Gerakan LiSA, dalam kurun waktu yang demikian singkat, tentu sudah menyentuh sendi-sendi kepedulian, yang tentu dimulai dari para pemangku kecamatan, kelurahan, lingkungan hingga rukun tetangga/rukun warga serta tokoh masyarakat, tokoh pemuda, tokoh agama, dan para stakeholder.
Kenapa? Karena Gerakan LiSA, sekecil apa pun, sudah kelihatan. Ketika masyarakat mengeluhkan tidak tersedianya, tempat pembuangan sampah sementara (TPS), di beberapa kelurahan, segera dibangun. LiSA dirancang sebagai gerakan bersama, yang diharapkan berkesinambung dan memiliki keterkaitan bagi setiap komponen yang ada.
Blue-print LiSA
Pemerintah Kota Pematangsiantar pun, sedang menggodok blue-print atau semacam SOP pengimplementasian program LiSA yang tertata dan terukur.
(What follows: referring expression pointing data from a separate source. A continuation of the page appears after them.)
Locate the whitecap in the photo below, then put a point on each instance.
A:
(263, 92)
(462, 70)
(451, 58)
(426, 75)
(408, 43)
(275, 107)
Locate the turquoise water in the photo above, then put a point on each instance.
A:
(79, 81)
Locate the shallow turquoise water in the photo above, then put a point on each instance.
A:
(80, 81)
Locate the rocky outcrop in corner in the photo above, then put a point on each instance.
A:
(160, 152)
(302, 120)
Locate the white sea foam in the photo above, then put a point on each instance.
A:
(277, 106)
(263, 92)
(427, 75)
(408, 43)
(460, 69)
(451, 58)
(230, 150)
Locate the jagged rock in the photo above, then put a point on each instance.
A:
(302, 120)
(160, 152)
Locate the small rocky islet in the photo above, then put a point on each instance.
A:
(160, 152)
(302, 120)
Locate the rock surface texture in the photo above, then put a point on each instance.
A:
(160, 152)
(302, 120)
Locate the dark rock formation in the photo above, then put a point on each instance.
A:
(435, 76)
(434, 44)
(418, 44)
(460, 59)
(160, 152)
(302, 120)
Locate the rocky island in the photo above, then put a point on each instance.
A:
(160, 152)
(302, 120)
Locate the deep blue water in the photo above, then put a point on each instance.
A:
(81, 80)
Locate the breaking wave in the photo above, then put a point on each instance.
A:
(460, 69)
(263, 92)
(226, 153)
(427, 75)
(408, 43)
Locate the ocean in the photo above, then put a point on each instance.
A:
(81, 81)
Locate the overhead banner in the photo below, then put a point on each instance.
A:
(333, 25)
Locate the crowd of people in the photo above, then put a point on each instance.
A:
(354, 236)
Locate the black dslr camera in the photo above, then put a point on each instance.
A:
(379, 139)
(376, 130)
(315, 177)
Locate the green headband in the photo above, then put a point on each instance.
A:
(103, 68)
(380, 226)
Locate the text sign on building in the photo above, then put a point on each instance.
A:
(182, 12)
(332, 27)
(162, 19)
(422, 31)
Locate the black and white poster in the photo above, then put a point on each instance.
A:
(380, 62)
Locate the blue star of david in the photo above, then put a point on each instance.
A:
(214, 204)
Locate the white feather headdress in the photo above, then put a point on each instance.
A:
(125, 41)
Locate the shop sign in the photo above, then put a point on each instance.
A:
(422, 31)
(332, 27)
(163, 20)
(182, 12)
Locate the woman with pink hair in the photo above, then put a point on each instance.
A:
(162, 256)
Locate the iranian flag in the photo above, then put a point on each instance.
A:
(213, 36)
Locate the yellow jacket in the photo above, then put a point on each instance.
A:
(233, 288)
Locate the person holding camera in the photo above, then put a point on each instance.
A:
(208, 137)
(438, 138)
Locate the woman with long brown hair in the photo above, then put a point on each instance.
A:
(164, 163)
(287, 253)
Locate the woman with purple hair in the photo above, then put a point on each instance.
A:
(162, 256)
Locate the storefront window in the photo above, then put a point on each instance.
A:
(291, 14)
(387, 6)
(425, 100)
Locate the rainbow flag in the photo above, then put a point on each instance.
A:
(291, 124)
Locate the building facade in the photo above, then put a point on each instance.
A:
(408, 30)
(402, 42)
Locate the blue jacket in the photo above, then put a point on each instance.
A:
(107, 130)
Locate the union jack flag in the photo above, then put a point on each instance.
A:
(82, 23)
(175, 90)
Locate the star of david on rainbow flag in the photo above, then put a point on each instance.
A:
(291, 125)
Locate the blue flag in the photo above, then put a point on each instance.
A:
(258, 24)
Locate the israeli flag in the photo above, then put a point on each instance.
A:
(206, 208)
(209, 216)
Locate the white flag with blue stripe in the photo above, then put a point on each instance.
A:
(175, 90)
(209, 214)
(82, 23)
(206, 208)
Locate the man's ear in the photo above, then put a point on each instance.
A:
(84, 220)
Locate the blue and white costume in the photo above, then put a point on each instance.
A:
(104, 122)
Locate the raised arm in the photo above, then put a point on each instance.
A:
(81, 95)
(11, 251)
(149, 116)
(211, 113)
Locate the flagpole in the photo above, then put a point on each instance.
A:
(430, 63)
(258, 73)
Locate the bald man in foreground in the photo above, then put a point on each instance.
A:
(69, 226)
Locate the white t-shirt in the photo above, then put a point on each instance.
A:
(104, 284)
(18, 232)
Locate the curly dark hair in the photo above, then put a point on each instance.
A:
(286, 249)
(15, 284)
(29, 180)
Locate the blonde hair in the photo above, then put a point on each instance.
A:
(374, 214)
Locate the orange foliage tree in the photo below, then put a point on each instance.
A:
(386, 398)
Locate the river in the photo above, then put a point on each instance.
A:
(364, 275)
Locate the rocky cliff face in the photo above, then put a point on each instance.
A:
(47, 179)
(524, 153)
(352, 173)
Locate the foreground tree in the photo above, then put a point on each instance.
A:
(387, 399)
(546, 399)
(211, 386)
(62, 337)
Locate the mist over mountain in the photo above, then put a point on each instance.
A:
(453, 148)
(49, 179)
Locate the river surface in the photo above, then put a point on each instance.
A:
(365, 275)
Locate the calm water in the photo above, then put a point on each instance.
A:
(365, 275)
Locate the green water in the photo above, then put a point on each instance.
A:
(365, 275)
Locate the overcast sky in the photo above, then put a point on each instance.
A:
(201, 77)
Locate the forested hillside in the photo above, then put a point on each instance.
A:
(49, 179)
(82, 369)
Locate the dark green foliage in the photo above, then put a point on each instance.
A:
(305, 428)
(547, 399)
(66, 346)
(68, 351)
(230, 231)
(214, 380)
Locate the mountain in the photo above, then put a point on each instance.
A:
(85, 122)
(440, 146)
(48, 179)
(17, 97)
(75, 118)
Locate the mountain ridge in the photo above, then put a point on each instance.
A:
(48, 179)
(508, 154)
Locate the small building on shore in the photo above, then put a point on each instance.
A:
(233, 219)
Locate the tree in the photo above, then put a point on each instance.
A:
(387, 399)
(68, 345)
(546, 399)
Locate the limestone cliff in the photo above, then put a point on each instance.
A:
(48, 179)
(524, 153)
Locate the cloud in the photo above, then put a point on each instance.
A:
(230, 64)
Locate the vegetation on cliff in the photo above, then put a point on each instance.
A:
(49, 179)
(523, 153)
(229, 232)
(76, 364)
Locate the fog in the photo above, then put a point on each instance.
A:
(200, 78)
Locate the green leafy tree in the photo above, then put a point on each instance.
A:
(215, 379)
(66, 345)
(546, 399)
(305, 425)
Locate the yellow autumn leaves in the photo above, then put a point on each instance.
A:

Sehingga LiSA, tidak hanya sebatas atau sekadar Lihat Ambil Sampah. Tetapi, bagaimana sampah menjadi benar-benar bermanfaat dalam daur ulang, yang menghasilkan bagi kesejahteraan dan keberkualitasan masyarakat di sekitaran produk sampah.
Hj Susanti Dewayani, dengan segala kemampuan dan kekuatan bersama tim pemikir, bergerak cepat untuk membenahi Kota Pematangsiantar, agar terbebaskan dari masalah sampah.
Kota Pematangsiantar butuh perubahan cepat, dengan narasi berkekuatan data, yang didukung sinematik visual dalam sentuhan tangan dingin seorang Ibu, Hj Susanti Dewayani.
Penggodokan blue-print tersebut, akan menjadi hasil kerja yang butuh legalisasi dalam bentuk peraturan daerah.
Narasi-narasi dengan kelengkapan data tersebut, nantinya butuh penguatan dukungan moral dari berbagai komponen yang ada, termasuk di dalamnya para wakil rakyat yang terhormat di DPRD Kota Pematangsiantar.